Liturgia diária
Santíssimo Corpo e Sangue de Cristo – solenidade
14,18-20.
18 Naqueles dias, Melquisedec, rei de Salém, trouxe pão e vinho. Era sacerdote do Deus Altíssimo,
19 e abençoou Abraão, dizendo: «Abençoado seja Abraão pelo Deus Altíssimo, Criador do céu e da Terra.
20 Bendito seja o Deus Altíssimo, que entregou nas tuas mãos os teus inimigos». E Abraão deu-lhe a dízima de tudo.
110(109),1.2.3.4.
R/ O Senhor é sacerdote para sempre.
1 Disse o Senhor ao meu Senhor:
«Senta-te à minha direita,
até que Eu faça de teus inimigos escabelo de teus pés.
2 O Senhor estenderá de Sião
o cetro do teu poder
e tu dominarás no meio dos teus inimigos.
3 A ti pertence a realeza desde o dia em que nasceste,
nos esplendores da santidade,
antes da aurora, como orvalho, Eu te gerei».
4 O Senhor jurou e não Se arrependerá:
«Tu és sacerdote para sempre,
segundo a ordem de Melquisedec».
11,23-26.
23 Irmãos: Eu recebi do Senhor o que também vos transmiti: o Senhor Jesus, na noite em que ia ser entregue, tomou o pão
24 e, dando graças, partiu-o e disse: «Isto é o meu corpo, entregue por vós. Fazei isto em memória de Mim».
25 Do mesmo modo, no fim da ceia, tomou o cálice e disse: «Este cálice é a nova aliança no meu sangue. Todas as vezes que o beberdes, fazei-o em memória de Mim».
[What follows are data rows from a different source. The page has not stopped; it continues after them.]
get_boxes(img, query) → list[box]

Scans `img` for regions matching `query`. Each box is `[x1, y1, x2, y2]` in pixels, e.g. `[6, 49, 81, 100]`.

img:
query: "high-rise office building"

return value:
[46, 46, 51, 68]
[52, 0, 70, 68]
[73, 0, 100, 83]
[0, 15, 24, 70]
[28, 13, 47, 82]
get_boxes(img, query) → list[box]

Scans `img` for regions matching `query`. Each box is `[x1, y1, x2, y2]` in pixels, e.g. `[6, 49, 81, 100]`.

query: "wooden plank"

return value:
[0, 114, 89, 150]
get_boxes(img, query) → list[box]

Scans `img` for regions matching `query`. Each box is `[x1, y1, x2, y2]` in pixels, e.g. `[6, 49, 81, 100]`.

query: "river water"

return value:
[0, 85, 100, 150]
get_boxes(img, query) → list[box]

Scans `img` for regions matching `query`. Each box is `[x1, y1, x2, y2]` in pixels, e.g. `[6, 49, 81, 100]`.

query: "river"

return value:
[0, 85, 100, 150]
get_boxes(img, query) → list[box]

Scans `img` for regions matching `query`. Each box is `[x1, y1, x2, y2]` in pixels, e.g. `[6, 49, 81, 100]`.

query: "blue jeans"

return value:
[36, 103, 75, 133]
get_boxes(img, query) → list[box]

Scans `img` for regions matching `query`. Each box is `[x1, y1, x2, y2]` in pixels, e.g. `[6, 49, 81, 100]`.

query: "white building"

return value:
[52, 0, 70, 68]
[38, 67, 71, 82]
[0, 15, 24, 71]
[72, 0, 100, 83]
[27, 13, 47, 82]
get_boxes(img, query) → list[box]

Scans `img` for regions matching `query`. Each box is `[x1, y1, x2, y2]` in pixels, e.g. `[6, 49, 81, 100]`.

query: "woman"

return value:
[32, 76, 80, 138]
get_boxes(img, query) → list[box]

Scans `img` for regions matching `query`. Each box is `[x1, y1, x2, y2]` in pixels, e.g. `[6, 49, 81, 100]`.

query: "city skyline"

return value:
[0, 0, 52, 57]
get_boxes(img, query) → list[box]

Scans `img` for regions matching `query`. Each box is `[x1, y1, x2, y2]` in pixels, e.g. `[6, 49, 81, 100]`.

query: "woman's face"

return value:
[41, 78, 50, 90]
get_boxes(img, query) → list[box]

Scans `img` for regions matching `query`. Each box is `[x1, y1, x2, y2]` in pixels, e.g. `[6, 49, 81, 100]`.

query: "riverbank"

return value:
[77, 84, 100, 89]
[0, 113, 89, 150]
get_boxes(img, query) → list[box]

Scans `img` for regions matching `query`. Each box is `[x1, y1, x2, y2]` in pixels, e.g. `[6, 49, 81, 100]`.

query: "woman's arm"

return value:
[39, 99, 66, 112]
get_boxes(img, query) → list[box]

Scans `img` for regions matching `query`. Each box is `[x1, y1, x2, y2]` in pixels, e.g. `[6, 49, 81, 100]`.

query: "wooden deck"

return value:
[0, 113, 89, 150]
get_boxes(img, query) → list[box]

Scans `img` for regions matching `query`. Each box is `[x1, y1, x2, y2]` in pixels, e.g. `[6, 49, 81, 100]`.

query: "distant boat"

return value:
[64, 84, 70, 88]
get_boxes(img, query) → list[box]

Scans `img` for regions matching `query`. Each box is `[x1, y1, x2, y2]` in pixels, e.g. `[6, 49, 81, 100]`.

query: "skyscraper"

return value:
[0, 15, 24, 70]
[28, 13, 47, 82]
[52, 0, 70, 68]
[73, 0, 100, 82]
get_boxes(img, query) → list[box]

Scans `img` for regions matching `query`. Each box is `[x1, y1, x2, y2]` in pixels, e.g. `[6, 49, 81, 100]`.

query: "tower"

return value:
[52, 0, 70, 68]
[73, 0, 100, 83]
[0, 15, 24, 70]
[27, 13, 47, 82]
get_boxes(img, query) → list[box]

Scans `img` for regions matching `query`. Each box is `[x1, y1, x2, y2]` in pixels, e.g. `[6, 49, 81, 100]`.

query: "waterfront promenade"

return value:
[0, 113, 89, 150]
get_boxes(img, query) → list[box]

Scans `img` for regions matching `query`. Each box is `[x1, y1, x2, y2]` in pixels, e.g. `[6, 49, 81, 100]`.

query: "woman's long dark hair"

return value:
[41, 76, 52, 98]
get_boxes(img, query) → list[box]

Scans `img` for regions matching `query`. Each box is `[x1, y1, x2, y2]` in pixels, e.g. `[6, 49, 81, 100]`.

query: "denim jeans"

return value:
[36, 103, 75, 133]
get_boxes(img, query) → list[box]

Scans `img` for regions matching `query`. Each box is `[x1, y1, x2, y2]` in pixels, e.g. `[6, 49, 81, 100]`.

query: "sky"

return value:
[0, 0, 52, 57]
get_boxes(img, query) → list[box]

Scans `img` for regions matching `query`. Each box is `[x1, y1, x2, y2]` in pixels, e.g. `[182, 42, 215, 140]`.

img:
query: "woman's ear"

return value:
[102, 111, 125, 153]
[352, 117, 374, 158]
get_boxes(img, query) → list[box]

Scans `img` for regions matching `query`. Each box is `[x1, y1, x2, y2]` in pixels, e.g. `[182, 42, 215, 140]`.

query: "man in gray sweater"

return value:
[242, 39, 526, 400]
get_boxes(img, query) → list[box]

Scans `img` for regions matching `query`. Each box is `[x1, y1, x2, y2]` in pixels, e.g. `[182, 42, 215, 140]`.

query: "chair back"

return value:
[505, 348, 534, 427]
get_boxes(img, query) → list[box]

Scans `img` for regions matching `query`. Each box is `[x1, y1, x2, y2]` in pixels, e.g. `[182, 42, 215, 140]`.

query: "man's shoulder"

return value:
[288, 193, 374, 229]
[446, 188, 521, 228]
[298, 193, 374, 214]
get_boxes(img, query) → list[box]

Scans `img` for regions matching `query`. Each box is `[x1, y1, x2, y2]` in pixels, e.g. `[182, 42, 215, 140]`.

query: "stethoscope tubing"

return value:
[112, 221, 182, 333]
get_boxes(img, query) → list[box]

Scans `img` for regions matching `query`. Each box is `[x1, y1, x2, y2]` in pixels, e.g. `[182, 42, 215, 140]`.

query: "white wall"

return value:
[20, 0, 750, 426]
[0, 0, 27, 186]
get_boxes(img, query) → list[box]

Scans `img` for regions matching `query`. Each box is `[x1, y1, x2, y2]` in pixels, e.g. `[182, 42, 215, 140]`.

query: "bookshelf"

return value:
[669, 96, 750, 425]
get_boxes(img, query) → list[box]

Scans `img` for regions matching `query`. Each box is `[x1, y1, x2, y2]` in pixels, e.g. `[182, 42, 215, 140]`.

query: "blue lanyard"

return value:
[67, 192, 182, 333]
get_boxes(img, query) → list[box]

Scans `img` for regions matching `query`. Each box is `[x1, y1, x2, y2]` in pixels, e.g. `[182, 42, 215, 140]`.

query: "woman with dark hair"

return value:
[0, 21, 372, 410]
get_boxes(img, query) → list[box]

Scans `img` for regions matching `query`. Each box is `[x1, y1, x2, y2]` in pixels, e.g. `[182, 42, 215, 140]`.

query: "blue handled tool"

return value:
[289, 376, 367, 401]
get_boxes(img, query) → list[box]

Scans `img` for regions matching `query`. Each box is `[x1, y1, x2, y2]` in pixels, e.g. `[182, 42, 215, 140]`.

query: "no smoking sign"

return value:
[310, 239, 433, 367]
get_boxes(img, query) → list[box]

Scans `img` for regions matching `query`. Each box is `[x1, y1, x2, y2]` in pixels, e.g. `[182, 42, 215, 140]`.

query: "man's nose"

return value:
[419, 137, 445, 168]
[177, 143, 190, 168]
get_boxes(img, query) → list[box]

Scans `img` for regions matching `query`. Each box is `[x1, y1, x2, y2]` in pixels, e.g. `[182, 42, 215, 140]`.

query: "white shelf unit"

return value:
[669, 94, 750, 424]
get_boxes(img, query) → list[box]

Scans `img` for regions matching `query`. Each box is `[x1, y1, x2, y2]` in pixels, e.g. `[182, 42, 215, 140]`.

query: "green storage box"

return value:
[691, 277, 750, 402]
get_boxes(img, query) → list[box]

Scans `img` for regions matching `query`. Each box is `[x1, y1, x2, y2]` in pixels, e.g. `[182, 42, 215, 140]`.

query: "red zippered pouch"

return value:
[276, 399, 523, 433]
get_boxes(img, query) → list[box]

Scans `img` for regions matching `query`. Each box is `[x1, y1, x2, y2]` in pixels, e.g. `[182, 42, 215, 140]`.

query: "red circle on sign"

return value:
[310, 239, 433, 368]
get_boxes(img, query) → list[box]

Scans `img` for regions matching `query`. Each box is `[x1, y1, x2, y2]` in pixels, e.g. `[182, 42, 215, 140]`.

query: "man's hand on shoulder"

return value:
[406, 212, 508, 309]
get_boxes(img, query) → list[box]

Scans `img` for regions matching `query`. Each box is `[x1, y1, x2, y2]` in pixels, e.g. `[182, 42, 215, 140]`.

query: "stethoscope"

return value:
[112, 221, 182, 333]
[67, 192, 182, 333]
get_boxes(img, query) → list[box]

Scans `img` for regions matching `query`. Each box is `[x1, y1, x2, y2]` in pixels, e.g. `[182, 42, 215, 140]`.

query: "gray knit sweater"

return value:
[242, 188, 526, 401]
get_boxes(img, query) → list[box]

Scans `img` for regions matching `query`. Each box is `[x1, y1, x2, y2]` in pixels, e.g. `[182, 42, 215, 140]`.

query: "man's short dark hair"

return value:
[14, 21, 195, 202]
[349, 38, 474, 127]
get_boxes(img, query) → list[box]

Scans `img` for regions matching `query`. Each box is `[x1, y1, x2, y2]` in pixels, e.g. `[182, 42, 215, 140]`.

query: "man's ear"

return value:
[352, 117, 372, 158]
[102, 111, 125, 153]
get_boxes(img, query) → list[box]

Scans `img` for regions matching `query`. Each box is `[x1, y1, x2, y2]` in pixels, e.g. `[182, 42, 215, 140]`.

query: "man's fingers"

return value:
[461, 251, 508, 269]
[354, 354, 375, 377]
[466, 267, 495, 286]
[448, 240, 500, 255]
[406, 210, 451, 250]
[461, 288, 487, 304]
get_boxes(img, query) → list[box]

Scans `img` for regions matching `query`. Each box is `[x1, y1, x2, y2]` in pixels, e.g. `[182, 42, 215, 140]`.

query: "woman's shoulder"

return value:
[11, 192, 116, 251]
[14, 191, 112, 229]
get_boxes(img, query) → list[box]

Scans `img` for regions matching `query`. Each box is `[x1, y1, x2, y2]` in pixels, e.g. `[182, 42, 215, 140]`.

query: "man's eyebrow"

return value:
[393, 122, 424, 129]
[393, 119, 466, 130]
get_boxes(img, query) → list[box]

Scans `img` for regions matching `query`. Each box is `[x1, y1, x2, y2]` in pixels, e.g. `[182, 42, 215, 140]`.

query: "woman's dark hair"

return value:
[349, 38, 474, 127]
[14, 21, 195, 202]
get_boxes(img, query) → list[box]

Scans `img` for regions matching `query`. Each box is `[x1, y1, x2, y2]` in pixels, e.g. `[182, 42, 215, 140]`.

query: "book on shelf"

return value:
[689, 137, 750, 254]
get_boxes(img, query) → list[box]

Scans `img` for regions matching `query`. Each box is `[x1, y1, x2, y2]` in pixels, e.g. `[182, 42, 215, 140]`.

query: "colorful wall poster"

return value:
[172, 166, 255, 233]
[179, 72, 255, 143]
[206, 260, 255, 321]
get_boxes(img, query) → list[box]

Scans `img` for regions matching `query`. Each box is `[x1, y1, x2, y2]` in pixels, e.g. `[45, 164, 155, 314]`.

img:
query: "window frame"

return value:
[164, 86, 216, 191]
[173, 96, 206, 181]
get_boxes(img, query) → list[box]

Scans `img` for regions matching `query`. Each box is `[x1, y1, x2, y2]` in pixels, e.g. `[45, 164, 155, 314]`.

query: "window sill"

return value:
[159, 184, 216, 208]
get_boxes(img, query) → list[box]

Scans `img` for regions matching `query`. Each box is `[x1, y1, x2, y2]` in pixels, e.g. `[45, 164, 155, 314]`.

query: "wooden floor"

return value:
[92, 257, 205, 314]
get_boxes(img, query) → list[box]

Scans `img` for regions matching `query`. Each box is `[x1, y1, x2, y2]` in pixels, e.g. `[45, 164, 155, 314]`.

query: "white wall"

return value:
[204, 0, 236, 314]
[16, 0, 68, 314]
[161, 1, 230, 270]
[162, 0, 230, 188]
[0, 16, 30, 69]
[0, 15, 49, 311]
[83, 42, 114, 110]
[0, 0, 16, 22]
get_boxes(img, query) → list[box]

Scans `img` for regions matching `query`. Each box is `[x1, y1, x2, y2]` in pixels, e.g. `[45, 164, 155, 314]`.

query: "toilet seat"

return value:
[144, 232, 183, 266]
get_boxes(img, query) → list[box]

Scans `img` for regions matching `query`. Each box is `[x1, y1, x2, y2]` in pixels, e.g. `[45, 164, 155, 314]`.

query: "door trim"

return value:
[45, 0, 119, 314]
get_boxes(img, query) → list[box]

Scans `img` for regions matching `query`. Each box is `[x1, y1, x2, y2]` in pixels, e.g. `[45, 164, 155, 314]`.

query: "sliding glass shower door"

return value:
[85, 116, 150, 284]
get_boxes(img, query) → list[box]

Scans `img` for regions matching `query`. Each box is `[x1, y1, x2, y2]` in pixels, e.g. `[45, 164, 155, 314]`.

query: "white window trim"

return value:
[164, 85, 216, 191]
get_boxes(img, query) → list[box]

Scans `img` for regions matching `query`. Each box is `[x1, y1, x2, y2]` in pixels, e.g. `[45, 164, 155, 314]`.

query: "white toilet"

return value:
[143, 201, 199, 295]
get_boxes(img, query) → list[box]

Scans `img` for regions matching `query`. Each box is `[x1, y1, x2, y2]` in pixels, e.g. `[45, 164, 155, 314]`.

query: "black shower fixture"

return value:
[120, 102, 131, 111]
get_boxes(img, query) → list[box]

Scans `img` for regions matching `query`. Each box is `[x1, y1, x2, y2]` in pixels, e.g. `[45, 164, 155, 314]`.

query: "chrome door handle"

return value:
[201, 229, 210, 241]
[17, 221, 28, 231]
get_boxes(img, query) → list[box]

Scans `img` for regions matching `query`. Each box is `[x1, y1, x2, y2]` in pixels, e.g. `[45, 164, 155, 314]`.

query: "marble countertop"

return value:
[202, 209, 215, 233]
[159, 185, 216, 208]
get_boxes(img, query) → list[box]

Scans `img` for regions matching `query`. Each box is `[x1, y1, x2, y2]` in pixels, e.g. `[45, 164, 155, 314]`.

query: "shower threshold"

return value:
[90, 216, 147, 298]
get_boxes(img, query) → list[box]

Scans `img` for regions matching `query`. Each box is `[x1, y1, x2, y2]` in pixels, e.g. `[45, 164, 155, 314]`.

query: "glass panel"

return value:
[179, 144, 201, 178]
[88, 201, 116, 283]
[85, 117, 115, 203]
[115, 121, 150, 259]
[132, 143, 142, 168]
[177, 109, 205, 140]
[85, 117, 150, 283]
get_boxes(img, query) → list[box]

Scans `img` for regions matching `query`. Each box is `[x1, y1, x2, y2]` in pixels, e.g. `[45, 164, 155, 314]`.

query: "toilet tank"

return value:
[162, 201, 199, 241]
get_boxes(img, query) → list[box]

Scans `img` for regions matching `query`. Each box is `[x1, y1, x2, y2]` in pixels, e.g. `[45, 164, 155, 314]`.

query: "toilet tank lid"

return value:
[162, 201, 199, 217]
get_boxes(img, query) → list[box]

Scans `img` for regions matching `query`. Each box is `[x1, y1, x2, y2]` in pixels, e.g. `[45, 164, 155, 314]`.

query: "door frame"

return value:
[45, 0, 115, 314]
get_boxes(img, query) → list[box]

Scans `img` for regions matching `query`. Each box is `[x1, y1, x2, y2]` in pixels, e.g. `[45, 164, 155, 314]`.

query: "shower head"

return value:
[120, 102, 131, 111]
26 Na verdade, todas as vezes que comerdes deste pão e beberdes deste cálice, anunciareis a morte do Senhor, até que Ele venha.
9,11b-17.
11 Naquele tempo, estava Jesus a falar à multidão sobre o reino de Deus e a curar aqueles que necessitavam.
12 O dia começava a declinar. Então os Doze aproximaram-se e disseram-Lhe: «Manda embora a multidão para ir procurar pousada e alimento às aldeias e casais mais próximos, pois aqui estamos num local deserto».
13 Disse-lhes Jesus: «Dai-lhes vós de comer».
Mas eles responderam: «Não temos senão cinco pães e dois peixes. Só se formos nós mesmos comprar comida para todo este povo».
14 Eram, de facto, uns cinco mil homens. Disse Jesus aos discípulos: «Mandai-os sentar por grupos de cinquenta».
15 Eles assim fizeram, e todos se sentaram.
16 Então Jesus tomou os cinco pães e os dois peixes, ergueu os olhos ao Céu e pronunciou sobre eles a bênção.
Depois partiu-os e deu-os aos discípulos, para eles os distribuírem pela multidão.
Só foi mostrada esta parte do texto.